2. Water is directed up at the same rate to reach half the original height, or $\frac{h}{2}$, so the required impulse is notably less. There, it is directed (by an additional light pump) upward and downward equally so that we obtain no additional net impulse. The speeds are adjusted to exactly match those of the first case at that intermediate height. Therefore, the downward speed $v$ at the lower impact zone must also exactly match that of the first case. It seems that the average round-trip times must be the same—relative to case 1, the downward-directed water lands somewhat earlier, whereas the upward-directed water lands somewhat later—but now the assembly seems to weigh less because the ground-level pump or launching mechanism pushes down less because its output needs to reach only $\frac{h}{2}$ instead of $h$. How can this be?

Resolution: the average round-trip times are not the same. Because the water sent downward from height $\frac{h}{2}$ in case 2 arrives at the bottom relatively quickly, its residence time provides a steady load that supplements the lower impulse of the lower pump or launching mechanism to ultimately produce a total average weight of $mg$, as expected.

To illustrate this, here's an example of the motion of two water particles for case 1 (blue, where the particles stay together) and case 2 (orange, where the particles are split by the higher pump):

Note the key elements of the thought experiment: The water is motionless at height $h$ in both cases.

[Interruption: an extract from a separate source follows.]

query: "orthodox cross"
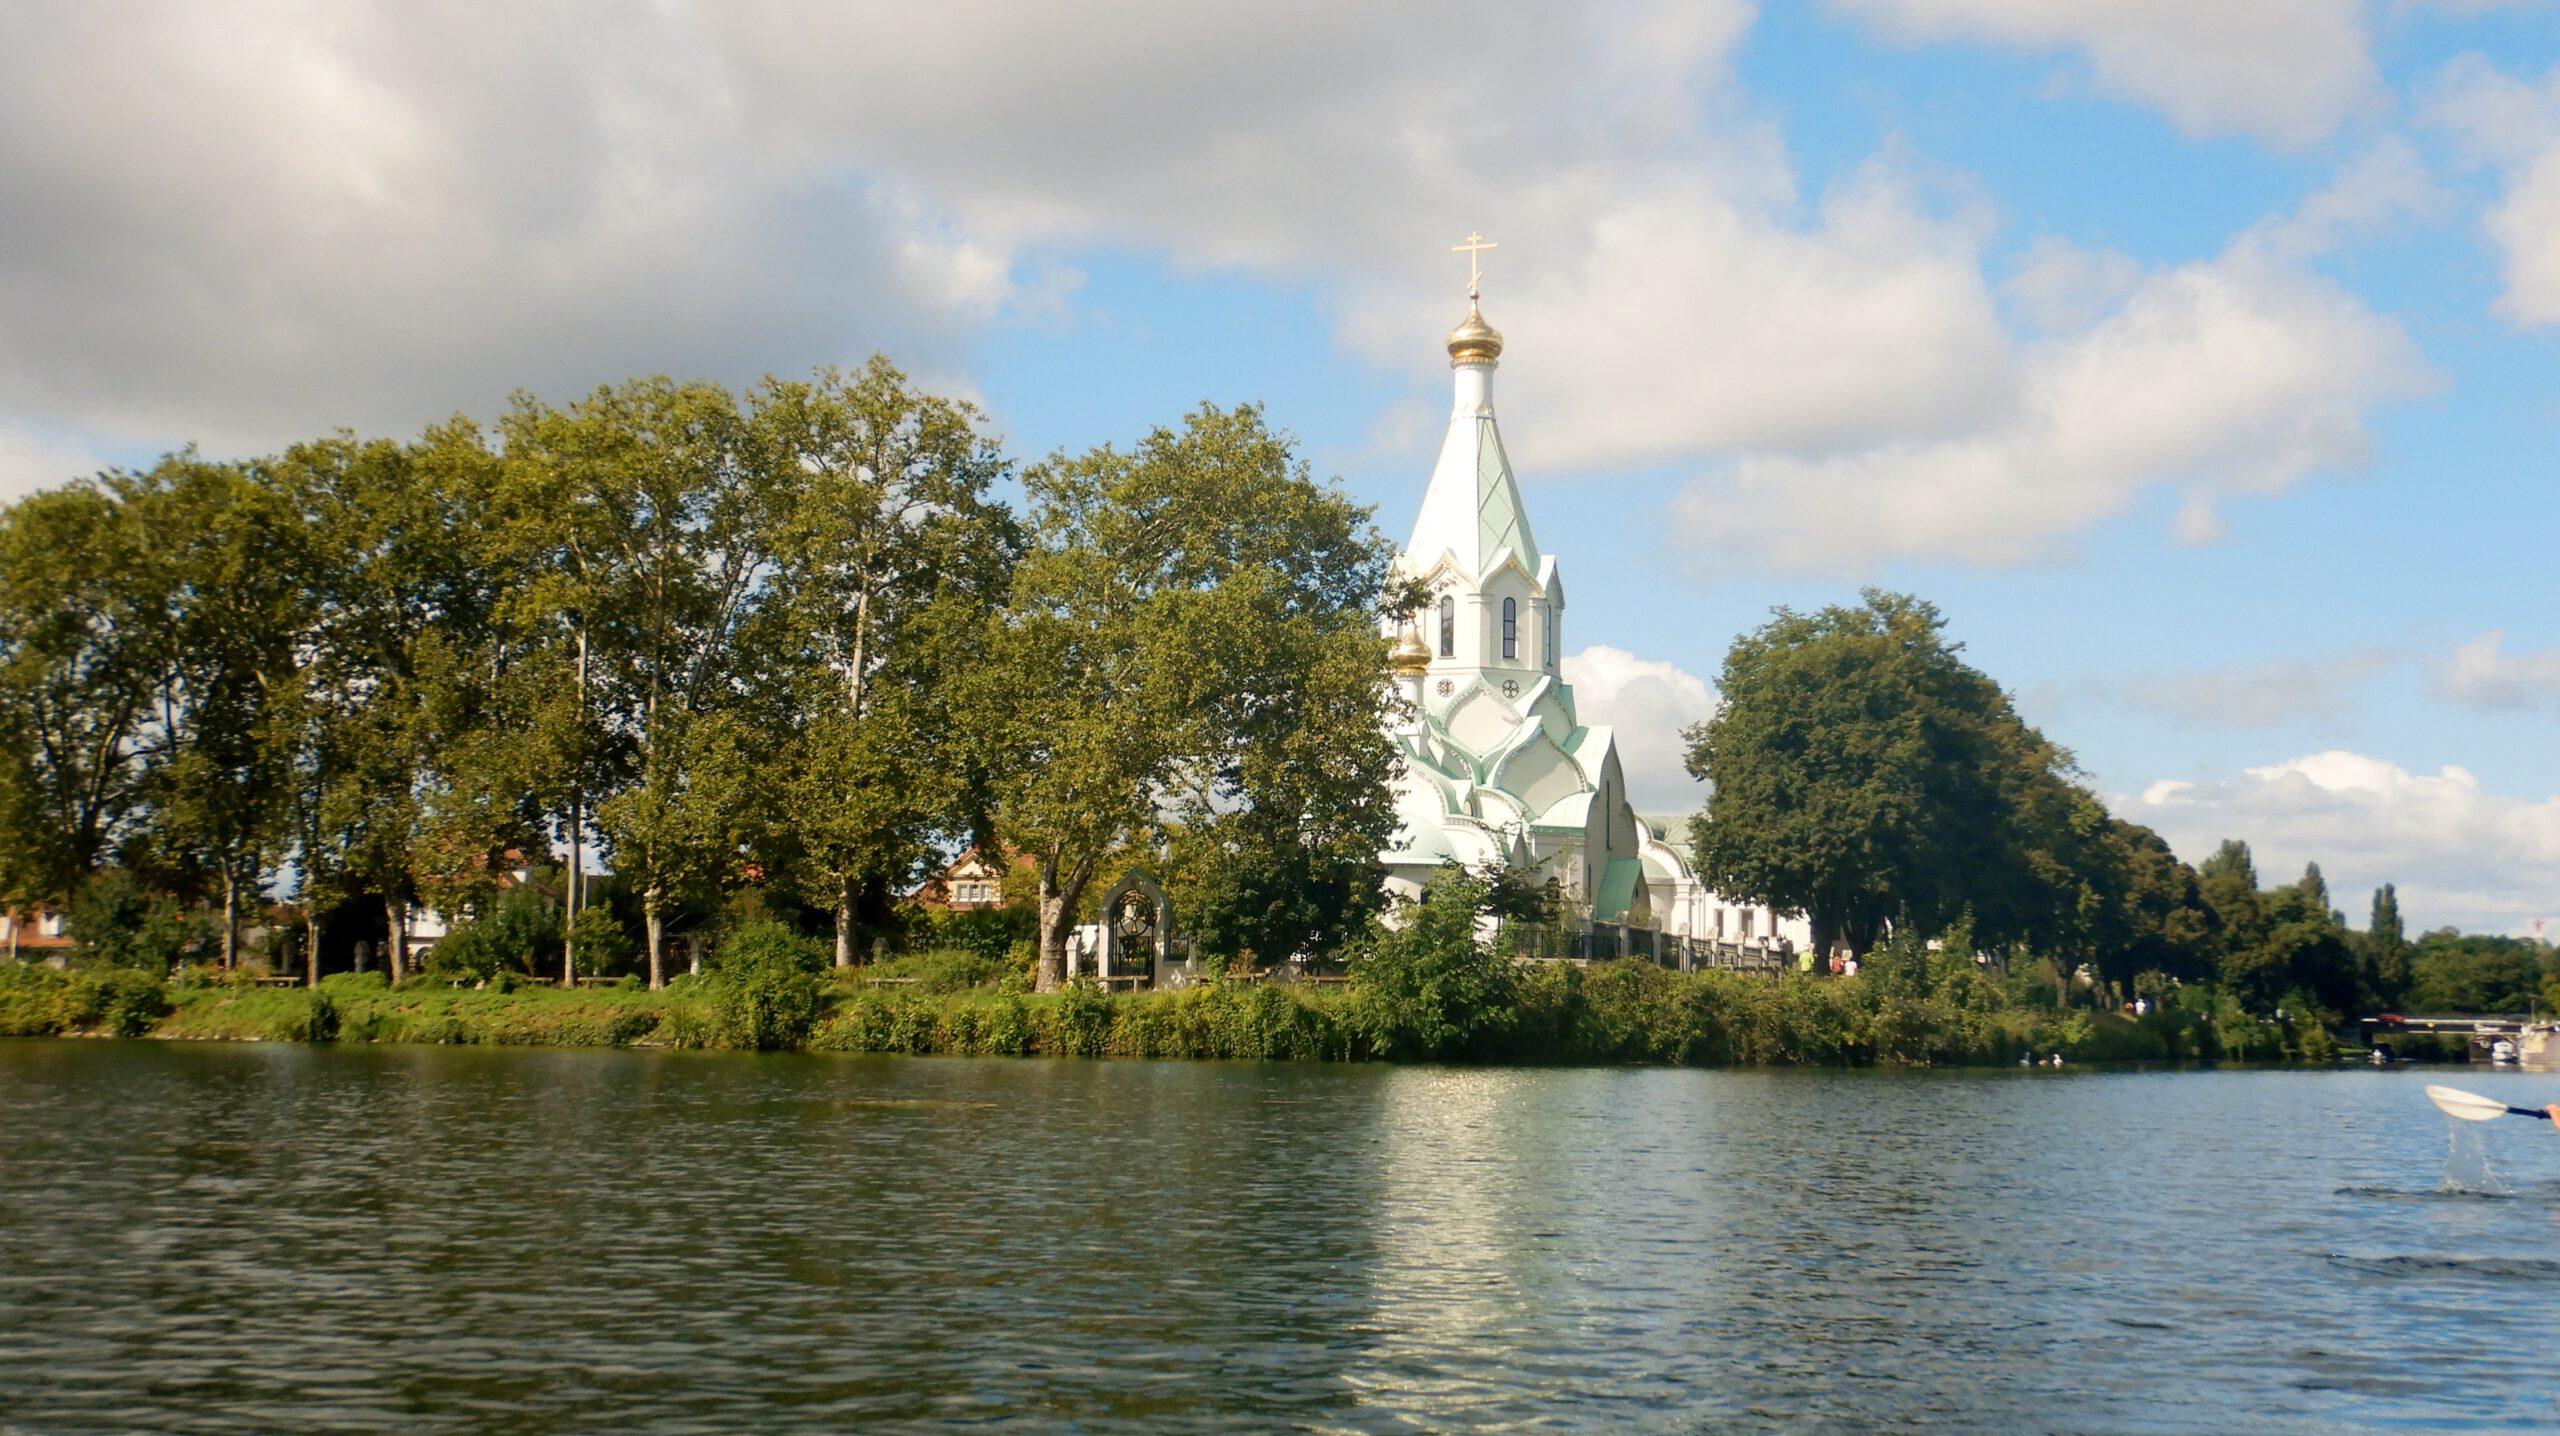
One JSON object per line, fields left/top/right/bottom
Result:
{"left": 1452, "top": 231, "right": 1497, "bottom": 299}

The water always lands at the same speed, so the total impulse matches exactly between both cases. The upward and downward impulses of the higher pump in case 2 exactly offset each other. The water is shot up at a lower speed in case 2.

Again, the resolution lies in the fact that the average landing time in case 2 (midpoint of the orange landing times) precedes that of case 1 (blue landing time). Put another way, in case 2, more water sits at the bottom of the tower waiting to be reused, and this water has a weight. The original question does not account for this aspect.

(For the numbers used here, the simple arrangement of a single pump (shown in blue) produces an downward impulse rate of $\dot{m}\sqrt{2gh}$, and the double-pump arrangement (shown in orange) produces an downward impulse rate of only $\dot{m}\sqrt{gh}$, a reduction of $(1-\sqrt{2})\dot{m}\sqrt{gh}$. But the water in the second case arrives an average of $(\sqrt{2}-1)\sqrt{\frac{h}{g}}$ earlier, for an exactly offsetting impulse rate of $(-1+\sqrt{2})\dot{m}\sqrt{gh}$.)